Das ist eher mit Phänomenen vergleichbar, wie das einige Leute _der Backup_ und andere _das Backup _sagen, weil das Ursprungswort den Genus halt nicht mitliefert. Früher hat man bei Lateinischen Lehnwörtern lateinisch dekliniert, so schrieb Grimm über die _Conjugation der Verb*orum*_ und nicht der _Verb*en*_. Seit man aber versucht, die Deklination anzupassen, entstehen halt ab und zu Schwankungen.


----------



## bearded

tatüta said:


> wer viel hat, will keine Schwäche zeigen


...und verwendet deshalb meistens die 'starke' Deklination.


----------



## Demiurg

bearded said:


> ...und verwendet deshalb meistens die 'starke' Deklination.

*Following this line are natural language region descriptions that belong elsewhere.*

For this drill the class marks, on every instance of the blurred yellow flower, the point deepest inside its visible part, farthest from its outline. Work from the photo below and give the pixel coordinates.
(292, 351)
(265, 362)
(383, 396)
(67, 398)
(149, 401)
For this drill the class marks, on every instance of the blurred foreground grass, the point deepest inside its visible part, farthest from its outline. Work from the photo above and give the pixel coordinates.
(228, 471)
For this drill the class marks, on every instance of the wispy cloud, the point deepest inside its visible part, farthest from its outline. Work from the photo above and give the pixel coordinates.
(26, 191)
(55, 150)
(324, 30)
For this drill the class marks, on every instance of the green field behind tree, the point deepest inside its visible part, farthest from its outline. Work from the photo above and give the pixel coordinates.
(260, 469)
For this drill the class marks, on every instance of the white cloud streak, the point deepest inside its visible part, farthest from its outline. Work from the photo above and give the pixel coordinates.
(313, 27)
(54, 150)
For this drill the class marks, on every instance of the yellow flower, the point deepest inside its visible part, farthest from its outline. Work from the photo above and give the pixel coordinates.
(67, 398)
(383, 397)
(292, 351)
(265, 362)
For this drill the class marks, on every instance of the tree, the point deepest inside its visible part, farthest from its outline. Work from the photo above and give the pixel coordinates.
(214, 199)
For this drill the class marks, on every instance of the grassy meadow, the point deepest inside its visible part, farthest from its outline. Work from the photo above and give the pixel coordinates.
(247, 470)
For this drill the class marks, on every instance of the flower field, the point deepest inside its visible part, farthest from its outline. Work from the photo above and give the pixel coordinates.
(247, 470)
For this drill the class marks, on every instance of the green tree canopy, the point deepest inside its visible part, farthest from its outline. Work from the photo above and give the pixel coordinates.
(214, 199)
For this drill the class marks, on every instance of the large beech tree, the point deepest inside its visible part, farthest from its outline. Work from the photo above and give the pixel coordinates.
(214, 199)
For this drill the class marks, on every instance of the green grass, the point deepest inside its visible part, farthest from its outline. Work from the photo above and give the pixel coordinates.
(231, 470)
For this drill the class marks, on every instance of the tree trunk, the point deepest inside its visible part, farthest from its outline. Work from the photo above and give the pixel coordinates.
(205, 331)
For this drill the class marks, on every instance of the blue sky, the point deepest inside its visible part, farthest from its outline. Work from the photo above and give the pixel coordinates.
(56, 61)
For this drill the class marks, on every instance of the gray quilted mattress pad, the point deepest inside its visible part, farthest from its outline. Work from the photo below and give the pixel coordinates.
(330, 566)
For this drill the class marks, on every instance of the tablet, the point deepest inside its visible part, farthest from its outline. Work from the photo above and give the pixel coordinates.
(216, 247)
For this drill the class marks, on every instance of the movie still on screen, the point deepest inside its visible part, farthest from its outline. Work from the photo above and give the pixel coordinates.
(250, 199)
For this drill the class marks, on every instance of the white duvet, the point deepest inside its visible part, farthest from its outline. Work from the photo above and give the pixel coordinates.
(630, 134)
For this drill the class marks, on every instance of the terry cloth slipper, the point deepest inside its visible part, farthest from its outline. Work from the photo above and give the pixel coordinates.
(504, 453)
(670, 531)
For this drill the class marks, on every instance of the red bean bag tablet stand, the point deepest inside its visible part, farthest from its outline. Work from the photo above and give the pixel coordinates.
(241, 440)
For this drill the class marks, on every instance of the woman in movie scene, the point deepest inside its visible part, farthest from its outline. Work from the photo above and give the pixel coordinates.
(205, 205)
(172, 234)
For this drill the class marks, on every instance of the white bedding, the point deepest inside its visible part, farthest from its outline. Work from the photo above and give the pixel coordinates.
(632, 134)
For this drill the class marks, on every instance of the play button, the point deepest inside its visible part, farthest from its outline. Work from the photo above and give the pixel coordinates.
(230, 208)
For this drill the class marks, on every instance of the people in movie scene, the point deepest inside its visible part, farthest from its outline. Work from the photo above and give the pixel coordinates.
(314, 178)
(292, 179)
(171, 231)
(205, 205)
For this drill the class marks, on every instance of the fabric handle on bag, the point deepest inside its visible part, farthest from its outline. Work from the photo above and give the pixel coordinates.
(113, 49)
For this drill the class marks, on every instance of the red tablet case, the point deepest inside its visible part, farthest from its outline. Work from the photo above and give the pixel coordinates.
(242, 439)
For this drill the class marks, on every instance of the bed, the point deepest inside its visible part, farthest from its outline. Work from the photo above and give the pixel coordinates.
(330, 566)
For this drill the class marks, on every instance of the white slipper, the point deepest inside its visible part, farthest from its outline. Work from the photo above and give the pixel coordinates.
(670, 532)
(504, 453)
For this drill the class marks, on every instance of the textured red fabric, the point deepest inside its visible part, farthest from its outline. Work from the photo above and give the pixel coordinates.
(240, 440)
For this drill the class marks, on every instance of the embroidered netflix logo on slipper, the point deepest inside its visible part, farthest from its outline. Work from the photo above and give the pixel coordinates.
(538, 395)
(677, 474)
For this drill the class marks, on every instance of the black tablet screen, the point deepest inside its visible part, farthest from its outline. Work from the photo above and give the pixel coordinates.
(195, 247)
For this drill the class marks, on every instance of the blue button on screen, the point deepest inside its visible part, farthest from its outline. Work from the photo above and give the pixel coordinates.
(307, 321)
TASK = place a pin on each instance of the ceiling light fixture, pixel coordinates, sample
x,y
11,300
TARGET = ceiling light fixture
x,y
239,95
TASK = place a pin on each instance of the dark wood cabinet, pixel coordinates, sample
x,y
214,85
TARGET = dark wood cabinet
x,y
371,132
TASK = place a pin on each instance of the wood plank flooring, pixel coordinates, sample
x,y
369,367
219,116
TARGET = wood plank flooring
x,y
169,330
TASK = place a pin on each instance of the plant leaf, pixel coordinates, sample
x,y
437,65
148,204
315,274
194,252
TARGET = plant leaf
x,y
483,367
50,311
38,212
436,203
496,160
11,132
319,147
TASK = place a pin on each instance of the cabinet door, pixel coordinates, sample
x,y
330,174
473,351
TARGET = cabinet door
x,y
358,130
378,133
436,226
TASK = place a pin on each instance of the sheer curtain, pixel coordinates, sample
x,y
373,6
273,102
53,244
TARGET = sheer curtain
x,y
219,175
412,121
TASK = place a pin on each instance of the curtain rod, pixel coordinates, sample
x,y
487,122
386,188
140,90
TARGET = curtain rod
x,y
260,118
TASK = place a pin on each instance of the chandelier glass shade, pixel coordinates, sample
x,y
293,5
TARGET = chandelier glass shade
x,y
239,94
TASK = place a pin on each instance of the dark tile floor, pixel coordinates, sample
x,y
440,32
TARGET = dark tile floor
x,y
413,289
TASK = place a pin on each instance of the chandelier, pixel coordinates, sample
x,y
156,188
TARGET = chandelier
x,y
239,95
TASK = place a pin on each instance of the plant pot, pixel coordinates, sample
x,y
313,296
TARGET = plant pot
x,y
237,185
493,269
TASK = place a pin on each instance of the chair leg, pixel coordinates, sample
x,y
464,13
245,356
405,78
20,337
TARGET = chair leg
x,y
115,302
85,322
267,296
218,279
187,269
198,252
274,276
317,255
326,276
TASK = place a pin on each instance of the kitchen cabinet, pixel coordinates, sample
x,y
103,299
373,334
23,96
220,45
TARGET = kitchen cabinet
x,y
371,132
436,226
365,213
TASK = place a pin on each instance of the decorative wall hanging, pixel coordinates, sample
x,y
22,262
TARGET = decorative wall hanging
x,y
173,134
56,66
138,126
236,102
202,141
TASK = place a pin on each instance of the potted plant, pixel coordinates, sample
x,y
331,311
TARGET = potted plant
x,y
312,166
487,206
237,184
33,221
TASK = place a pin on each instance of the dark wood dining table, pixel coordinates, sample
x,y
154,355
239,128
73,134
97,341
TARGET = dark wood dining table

... außer es handelt sich um einen Autoren.


----------



## tatüta

berndf said:


> Ich weiss nicht so ganz, ob das vergleichbar ist. Hier geht es nicht um ein soziolinguistisches Phänomen, sondern einfach darum, das bestimmte Lehnwörter sich der reibungslosen Einordnung in Deklinationsmuster widersetzen und es darum zu schwankendem Gebrauch kommt.
> 
> Das ist eher mit Phänomenen vergleichbar, wie das einige Leute _der Backup_ und andere _das Backup _sagen, weil das Ursprungswort den Genus halt nicht mitliefert. Früher hat man bei Lateinischen Lehnwörtern lateinisch dekliniert, so schrieb Grimm über die _Conjugation der Verb*orum*_ und nicht der _Verb*en*_. Seit man aber versucht, die Deklination anzupassen, entstehen halt ab und zu Schwankungen.


 
Hm. Aus meiner Sicht ist es durchaus vergleichbar, lebendige Sprache widersetzt sich Mustern, zugleich werden Muster von der lebendigen Sprache abgeleitet; in diesem Spektrum kommt es zu Schwankungen und Regelmäßigkeiten. Muttersprachler nehmen den schwankenden Gebrauch jedoch meist nicht bewusst wahr und setzen sich auch nicht mit logischen Erklärungen auseinander: sie haben zwei Muster im Kopf, die an bestimmten Stellen ineinanderlaufen oder verschwommen sind. A.d.G. werden Urteile oft mithilfe außersprachlicher Kriterien gefällt.


----------



## berndf

Es tut mir leid, das ist mir etwas zu beliebig. Es gibt schon einen relevanten Unterschied, ob es sich um eine soziolinguistische Hyperkorrektur handelt, d.h. einer Überverwendung eines Konstrukts, weil es für "besser" oder "kultivierter" gehalten wird, oder ob es sich um einen schwankenden Gebrauch infolge unklarer Flexionsmuster oder aktuellen Sprachwandels handelt.


----------



## tatüta

Naja, meiner Ansicht nach lässt sich das nicht so klar trennen; nicht jeder Sprecher interessiert sich dafür, Flexionsmustern auf den Grund zu gehen, aber die meisten Menschen interessieren sich dafür, einen guten Eindruck zu machen. Dementsprechend wurden in dem von Demiurg verlinkten Artikel die Autoren, die sich selbst falsch deklinierten, tendenziell verhöhnt. Ich fühlte mich an den "Fänger im Roggen" erinnert. Spielte der soziolinguistische Aspekt keine Rolle, hätte sich der Artikel darauf beschränkt, die Problematik inhaltlich zu erläutern wie in dem von dir verlinkten Artikel...


----------



## berndf

tatüta said:


> Naja, meiner Ansicht nach lässt sich das nicht so klar trennen


Doch schon. Soziolinguistische Hyperkorrektur hat immer etwas mit Diglossie zu tun, d.h. Wechseln zwischen Sprachebenen, Registern und Dialekten. Hier geht es darum, dass für Fremdwörter intuitive Mechanismen nicht zuverlässig und intersubjektiv reproduzierbar funktioniert. Muttersprachler müssen die Deklinationsmuster ja gerade nicht einzeln lernen, weil sie auf gemeinsamer Intuition basieren. Und diese ist bei Fremdwörtern teilweise ausgehebelt. Das sind schon deutlich unterschiedliche Mechanismen.


----------



## Demiurg

berndf said:


> Soziolinguistische Hyperkorrektur hat immer etwas mit Diglossie zu tun, d.h. Wechseln zwischen Sprachebenen, Registern und Dialekten.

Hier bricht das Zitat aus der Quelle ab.